Citrus crop losses due to fruit flies along with insecticide use in Morocco are both expected to drop as the country begins to develop capacities in nuclear techniques as part of its pest control management plans. Known as the Mediterranean fruit fly, this insect is a key pest of Morocco’s production of citrus fruit — one of the country’s major domestic and export commodities.
“The Mediterranean fruit flies can infest and destroy an entire crop, and without proper management, it can be a total loss for the season,” said Ahmed Bentouhami, Director General of the National Plant Protection Office of Morocco. The country produces over 2.3 million tonnes of citrus fruits, like oranges and clementines, per year, so these types of losses can have a significant economic impact, he said. “The sterile insect technique [a nuclear technique] is one tool that can be combined with others to effectively manage the fruit fly problem.”

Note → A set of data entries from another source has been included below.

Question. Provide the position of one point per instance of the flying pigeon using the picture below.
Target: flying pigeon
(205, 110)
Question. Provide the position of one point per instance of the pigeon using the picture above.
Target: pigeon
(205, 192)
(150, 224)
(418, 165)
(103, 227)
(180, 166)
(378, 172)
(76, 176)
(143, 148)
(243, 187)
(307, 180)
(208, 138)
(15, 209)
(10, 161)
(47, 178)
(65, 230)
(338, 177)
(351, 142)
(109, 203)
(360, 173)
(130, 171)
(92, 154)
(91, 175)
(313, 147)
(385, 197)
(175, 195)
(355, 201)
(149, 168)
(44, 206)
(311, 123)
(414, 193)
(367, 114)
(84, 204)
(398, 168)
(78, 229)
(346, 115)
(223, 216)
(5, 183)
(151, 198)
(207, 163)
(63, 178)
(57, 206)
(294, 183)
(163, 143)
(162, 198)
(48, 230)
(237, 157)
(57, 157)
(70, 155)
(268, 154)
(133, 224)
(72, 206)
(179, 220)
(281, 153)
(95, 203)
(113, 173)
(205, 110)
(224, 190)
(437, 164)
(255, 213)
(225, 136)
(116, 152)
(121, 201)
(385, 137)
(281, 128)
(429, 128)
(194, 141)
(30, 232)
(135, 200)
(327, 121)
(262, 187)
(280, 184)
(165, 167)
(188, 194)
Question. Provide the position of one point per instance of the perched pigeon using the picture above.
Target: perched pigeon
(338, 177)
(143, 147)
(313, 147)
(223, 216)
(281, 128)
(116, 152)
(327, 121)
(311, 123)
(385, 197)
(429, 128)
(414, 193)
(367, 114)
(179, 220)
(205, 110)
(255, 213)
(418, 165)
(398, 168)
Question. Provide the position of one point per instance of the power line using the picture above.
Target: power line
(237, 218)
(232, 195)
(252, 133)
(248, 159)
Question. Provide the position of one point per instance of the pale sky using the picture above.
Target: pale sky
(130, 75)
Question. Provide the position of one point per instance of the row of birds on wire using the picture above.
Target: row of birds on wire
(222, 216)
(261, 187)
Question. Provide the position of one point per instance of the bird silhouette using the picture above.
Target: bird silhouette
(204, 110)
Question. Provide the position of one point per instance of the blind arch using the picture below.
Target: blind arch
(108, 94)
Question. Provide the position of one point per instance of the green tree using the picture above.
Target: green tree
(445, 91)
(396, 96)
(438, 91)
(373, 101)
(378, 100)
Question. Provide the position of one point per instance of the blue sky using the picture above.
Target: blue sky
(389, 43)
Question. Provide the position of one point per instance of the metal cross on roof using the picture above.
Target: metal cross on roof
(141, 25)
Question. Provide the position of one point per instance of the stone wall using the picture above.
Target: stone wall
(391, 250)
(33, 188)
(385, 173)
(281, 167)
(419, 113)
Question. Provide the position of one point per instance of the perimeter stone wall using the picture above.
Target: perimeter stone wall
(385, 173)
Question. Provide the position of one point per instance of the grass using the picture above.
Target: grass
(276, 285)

Environmentally friendly alternative
The sterile insect technique, or SIT, is a cost-effective and environmentally friendly method of pest control that uses ionizing radiation to sterilize male fruit flies that are mass-produced in special rearing facilities. The sterile males are systematically released mainly by air into fly-infested areas, where they mate with wild females that consequently do not produce offspring. As a result, if systematically applied over larger areas, this technique can effectively and sustainably suppress pest populations.
Currently, Morocco relies primarily on chemical pesticides to manage this insect pest, but this is not sustainable as there are negative environmental effects, resistance to pesticides is increasing and some consumers are concerned about the extensive use of chemicals, said Moulay M’hamed Loultiti, President of Maroc Citrus, the country’s association of citrus producers.
“Many people want less chemicals on their food; there can be residues from the chemical pesticides, and these can get into the consumer goods, so we must carefully regulate these chemicals,” said M’hamed Loultiti. “Over time, these chemicals are also becoming less effective, which means more would have to be used. SIT offers another way to safely address the flies so we do not have to rely only on chemicals.”
With this project, we expect to be able to eventually produce around 200 million sterile male fruit flies per week and release them over 100 000 hectares of production areas. Step-by-step, we hope to increase the area that we cover to extend over a large part of the country.